Çarşamba, Ekim 17

American Dreamz

Pele başlattı bu trendi, bizim Ertegünlerin Cosmos'una gitti. Sözde sonradan oluşma Amerikan ulusuna futbolu sevdirecek. Olur mu bu kadar çabuk mirim. Adamlar tüketim toplumu, önce şu futbolu tüketmeye hazır hale getir ki insanlar rahat kabullenebilsin. Neyse efendim ardından Avrupa'nın ünlüleri sırayla emekliliklerini geçirmek üzere gittiler Kuzey Amerika'ya. Kimler yok ki listede... Best, Müller, Matheus, Cruyff, Beckhanbauer ve daha niceleri. Bir türlü tutmadı maya. Amerikalılar futbolun küreselleşmesi ve kapitalist bir çehreye bürünmesi için dış dünyada var güçleriyle çalışırlarken kendi ülkelerinde ikonların ardına sığınarak yaz yağmurları estirdiler. Yılların "genç yeteneği" Adu'yu çıkardılar, tuttu biraz ama etki yine az. Bombayı patlattılar ve Beckham'ı LA Galaxy'e getirdiler. İşte size şov, işte para, alın izleyin.

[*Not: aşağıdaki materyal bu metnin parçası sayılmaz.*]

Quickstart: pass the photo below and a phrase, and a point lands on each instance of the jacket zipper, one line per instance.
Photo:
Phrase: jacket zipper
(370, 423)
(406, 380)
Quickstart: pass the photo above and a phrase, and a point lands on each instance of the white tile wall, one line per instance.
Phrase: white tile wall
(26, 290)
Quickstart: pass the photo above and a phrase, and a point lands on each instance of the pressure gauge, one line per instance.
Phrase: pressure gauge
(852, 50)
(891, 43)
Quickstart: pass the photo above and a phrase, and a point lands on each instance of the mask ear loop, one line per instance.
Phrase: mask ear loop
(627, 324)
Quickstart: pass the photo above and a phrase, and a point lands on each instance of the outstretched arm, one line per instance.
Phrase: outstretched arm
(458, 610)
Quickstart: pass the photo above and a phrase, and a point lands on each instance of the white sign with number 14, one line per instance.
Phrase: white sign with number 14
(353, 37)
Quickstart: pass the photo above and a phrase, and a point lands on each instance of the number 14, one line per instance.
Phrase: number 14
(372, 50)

Çocuklarına harçlık vermekten başka görevleri olduğunu düşünmeyen zamane ebeveynleri misali. Beckham Hollywood'dan arta kalan zamanlarında oynuyor bu arada, belirtelim. Reklamdı, röportajdı, Victoria'ydı derken vakit çabuk geçiyor orada. Çekici yer vesselam.Olaylar böyle gelişirken bombayı Thierry Henry'den duyduk bugün. Resmen bitirdi kendini ama ne yaparsın. Laf ağızdan çıkmış bir kere: "I want to play in the US, and I love NY" Eller havaya, tempo. Sırada Figo'nun adı var. Göreceğiz. Bir de Hakan Şükür'ü gönderdik mi tamamdır, kozmopolitanlığı tamamlama babında.